Culture

Philippe Lucchese remixe nos classiques

Que toutes celles et tous ceux qui pensaient que l’événement culturel de ce mois d’avril était «l’affaire Cligman»se réveillent d’urgence : à en juger par l’effervescence hier soir à l’inauguration de «L’Histoire de l’Art au féminin» présentant la série (complète ?) des tableaux revisités en photos par Philippe Lucchese, il semble que l’actualité culturelle tourangelle soit déjà passée à autre chose. Il faut dire que cette exposition consacre l’un des meilleurs photographes plasticiens que notre ville ait vu émerger ces dernières années. Enfin, voilà quoi : vous avez jusqu’au 14 mai pour aller juger ça par vous-même.

20170413_203241La Cène revisitée en exposition à l’Hôtel Gouin (4m/3) (c) MG

Bon, si on était un magazine people on vous aurait bien fait un petit portfolio des tenues raffinées de la jetset tourangelle, maquillée jusqu’à l’os et tenant avec trois doigts (et une certaine classe il faut bien le dire) des verres de Vouvray en dévorant des yeux les corps nus des modèles de l’artiste. Mais fiers comme on est, on préfère vous parler de Philippe Lucchese et de ses œuvres.

A l’aise dans l’exercice du micro (concis, fluide, drôle, pétillant), Philippe Lucchese a introduit la foule à son œuvre par un attendu «mon travail est accessible à tous» (déjà récemment clamé pour le voisin CCC OD). Attendu certes, mais tellement vrai : la brillante scénographie de cette exposition fonctionne parfaitement et on a envie de vous crier d’y emmener votre grand-mère et vos enfants. Les plus snobs et les plus ronchons (qui se trouvent souvent être les mêmes personnes) crieront sans doute à la facilité, mais à y regarder de plus près, non seulement Lucchese a largement dépassé sa simple idée de départ, mais il a su jouer avec malice avec les codes de cet exercice de style (pour faire court, donc, la réinterprétation de classiques des beaux-arts, de Léonard de Vinci à Edward Weston, en passant par Rodin).
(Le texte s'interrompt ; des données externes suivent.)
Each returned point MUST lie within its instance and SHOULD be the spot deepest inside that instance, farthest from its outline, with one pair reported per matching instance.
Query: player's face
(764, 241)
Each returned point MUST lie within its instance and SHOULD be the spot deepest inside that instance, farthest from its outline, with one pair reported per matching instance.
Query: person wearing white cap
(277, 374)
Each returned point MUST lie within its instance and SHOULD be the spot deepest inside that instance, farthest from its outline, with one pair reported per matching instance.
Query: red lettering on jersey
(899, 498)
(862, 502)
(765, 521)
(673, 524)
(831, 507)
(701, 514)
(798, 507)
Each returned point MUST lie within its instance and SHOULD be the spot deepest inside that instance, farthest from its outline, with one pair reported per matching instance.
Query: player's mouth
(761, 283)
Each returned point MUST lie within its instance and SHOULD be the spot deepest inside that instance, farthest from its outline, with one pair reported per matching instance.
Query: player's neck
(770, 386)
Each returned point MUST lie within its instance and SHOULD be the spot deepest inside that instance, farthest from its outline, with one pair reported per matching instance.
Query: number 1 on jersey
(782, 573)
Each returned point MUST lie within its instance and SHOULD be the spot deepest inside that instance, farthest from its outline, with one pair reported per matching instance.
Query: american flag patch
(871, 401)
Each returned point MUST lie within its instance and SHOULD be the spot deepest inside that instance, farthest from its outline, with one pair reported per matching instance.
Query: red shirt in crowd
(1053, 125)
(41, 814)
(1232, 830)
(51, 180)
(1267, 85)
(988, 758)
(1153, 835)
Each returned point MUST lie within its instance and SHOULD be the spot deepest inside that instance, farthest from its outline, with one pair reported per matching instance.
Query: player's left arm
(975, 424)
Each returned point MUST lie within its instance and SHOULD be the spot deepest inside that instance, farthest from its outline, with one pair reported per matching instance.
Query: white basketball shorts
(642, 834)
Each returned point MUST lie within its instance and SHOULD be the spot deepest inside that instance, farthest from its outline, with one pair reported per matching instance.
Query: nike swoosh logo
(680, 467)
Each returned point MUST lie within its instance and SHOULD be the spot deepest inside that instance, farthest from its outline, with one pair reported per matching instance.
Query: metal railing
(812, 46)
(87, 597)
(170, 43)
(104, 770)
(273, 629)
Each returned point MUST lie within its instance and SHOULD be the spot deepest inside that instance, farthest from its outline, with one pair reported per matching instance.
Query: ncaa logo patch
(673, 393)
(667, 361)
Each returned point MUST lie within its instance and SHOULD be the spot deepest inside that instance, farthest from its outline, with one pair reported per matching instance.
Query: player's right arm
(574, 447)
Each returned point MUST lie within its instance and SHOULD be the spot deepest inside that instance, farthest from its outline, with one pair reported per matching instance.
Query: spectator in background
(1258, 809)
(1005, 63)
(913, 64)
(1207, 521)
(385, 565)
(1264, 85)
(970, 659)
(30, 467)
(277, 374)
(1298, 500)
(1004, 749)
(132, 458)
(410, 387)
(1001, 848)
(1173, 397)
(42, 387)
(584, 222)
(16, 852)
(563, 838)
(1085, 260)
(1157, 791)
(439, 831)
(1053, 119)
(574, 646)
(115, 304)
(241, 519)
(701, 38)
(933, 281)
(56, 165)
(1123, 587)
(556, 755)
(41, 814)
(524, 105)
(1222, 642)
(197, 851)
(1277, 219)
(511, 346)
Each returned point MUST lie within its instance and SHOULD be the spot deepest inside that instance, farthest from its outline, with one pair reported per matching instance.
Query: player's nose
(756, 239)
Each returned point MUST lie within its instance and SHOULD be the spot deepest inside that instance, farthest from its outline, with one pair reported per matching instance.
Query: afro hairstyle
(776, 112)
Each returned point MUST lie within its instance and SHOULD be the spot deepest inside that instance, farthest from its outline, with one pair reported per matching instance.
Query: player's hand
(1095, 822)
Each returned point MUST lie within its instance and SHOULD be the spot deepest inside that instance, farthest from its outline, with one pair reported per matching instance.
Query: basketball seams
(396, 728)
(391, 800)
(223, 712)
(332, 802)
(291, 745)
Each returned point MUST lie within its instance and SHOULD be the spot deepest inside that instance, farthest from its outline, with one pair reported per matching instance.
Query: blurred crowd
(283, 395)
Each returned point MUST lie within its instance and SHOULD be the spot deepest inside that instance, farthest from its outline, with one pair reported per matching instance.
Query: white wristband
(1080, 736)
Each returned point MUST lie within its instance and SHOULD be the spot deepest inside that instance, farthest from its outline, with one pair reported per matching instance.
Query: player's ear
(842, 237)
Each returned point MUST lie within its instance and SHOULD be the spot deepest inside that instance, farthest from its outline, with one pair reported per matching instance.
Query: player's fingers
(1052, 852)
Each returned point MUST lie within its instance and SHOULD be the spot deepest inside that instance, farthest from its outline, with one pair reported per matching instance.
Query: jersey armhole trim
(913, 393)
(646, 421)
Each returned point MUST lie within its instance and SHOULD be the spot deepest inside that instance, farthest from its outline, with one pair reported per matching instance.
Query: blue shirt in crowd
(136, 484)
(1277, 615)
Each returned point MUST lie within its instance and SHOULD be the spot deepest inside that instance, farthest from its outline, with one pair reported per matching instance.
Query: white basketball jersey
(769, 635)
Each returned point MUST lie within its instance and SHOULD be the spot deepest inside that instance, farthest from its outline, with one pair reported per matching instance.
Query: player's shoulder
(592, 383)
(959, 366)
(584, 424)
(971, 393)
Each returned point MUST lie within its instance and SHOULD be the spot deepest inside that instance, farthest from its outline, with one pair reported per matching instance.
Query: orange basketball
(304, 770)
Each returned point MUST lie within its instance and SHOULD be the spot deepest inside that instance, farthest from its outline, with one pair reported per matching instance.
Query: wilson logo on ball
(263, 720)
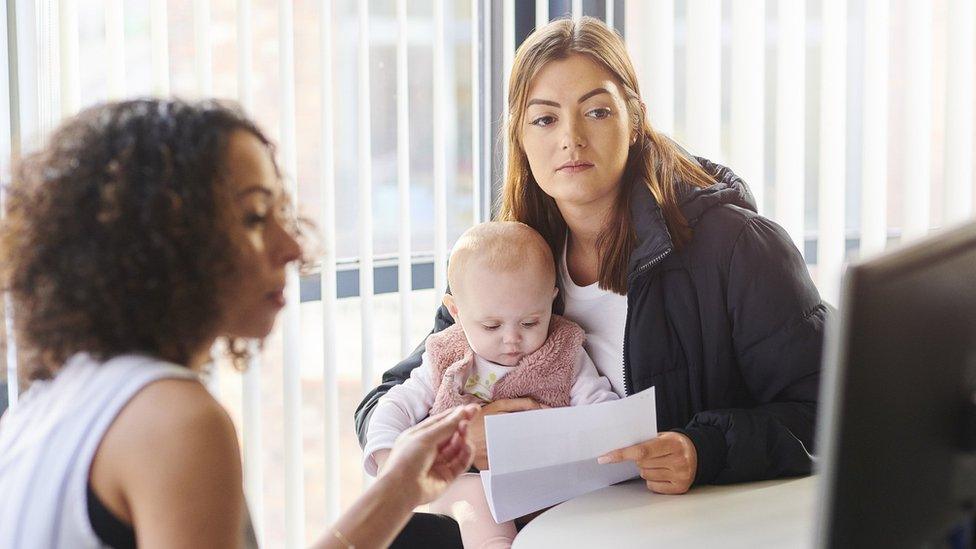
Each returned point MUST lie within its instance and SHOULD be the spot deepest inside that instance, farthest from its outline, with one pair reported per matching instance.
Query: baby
(506, 344)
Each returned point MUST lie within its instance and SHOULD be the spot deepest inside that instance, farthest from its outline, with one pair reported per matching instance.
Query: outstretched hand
(667, 463)
(476, 432)
(431, 454)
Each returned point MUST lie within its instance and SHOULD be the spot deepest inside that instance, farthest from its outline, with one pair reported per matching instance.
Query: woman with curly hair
(141, 234)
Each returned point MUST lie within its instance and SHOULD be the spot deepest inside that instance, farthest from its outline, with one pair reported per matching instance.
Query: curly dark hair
(116, 236)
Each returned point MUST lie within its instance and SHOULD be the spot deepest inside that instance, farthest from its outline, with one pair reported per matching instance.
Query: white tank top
(48, 441)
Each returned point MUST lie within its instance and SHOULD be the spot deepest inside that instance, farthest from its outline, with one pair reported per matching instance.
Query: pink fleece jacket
(545, 375)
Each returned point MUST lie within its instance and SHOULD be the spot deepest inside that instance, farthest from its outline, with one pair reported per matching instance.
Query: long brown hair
(653, 160)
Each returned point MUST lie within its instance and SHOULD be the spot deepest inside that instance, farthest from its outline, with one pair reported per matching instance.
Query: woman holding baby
(664, 263)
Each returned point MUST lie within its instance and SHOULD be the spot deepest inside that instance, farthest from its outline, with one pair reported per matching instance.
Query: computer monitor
(895, 433)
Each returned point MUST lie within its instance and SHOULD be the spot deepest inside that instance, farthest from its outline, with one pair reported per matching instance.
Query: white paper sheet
(544, 457)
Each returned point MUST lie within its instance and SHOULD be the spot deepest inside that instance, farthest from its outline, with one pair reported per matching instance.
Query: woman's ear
(451, 305)
(637, 130)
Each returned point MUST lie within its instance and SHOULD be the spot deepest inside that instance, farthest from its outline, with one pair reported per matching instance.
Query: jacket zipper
(632, 278)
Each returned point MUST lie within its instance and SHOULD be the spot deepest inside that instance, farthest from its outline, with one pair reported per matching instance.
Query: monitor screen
(898, 396)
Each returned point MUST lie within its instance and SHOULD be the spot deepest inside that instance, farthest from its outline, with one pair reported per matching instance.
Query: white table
(775, 513)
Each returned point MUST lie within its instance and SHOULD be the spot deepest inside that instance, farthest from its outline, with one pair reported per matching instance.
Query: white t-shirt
(48, 441)
(603, 316)
(408, 403)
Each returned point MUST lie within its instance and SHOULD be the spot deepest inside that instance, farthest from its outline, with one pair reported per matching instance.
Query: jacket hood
(653, 237)
(728, 189)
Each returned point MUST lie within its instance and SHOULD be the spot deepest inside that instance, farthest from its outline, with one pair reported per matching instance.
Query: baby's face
(505, 315)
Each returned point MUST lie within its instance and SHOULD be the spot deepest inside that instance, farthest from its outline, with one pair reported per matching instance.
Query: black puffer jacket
(729, 330)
philippe_lucchese-1(c) Philippe Lucchese

Poussant le bouchon jusqu’à réinterpréter en photo des… photos, l’artiste tourangeau assume le côté insolent de sa démarche : désacraliser avec un esthétisme teinté d’humour (à moins ce ne soit l’inverse) des monuments de la culture occidentale relève certes d’un goût prononcé pour l’art, la gente féminine et la photographie mais trahit aussi inévitablement une envie de remettre un certain nombre de certitudes en cause.

Des femmes qui s’embrassent goulûment ou se touchent le téton, une femme noire qui joue coup sur coup et en miroir la nymphe de Raphaël et le penseur de Rodin, même si en 2017 on peut dire qu’en terme de provocation artistique on a tout vu, fait toujours beaucoup de bien là où ça fait mal. L’histoire de l’art se répète à peu près autant que l’Histoire tout court patine dans la semoule et, tant que machisme, homophobie et racisme continueront à pointer régulièrement leur museau répugnant aux quatre coins de la société humaine, il faudra toujours des Lucchese pour repousser la bête encore et encore.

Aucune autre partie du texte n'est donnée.